A Very Ancient Craft
Every household possesses the fundamental equipment to make wine, and even in the smallest flat a little space can usually be found to make and store a few gallons of wine if you have the desire to do so. Whilst elaborate equipment can be bought and will be found helpful in use, it remains a fact that very good wine can be made in the utensils already to your hand in the home.

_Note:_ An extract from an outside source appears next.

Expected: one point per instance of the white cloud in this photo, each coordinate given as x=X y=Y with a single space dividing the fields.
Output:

The basic need is a vessel large enough to contain the fruit, vegetables, flowers or grain base and some water. The ideal in use today is a plastic dustbin, which can be bought in most Woolworth's for 12s. 6d. it holds about five gallons of must and has a splendid tight-fitting lid. When empty it has almost no weight, it is impervious to acid or alkali, it can be cleaned quite simply and is in every way perfect for the purpose. A bread crock glazed on the inside is also eminently suitable, but very heavy in use. A wooden tub with a lid is also excellent, can be easily scrubbed clean and is not likely to suffer any damage in use. It is, however, very heavy and quite expensive to buy, A plastic bucket, which holds one, or two gallons can also be used with complete success and safety.
There is just one important point to remember. Never use a metal container. The natural and necessary acidity of the fruit starts a chemical action with the metal and makes a most unwholesome brew, which could indeed prove poisonous. Wine should never be left in any metal container other than good-quality stainless steel. Ancient earthenware crocks should not be used either. In days gone by lead was used for the glazing and the action of fruit acid on lead causes poisonous in the must or wine.
In addition to this mashing vessel, a fermentation vessel is required. This can take the form of an earthenware jar, such as was once used for ginger beer, and is sometimes used in schools for ink, or a glass jar with a small neck such as is used for orange juice and the like. Several stores and suppliers sell these one-gallon-sized jars quite cheaply.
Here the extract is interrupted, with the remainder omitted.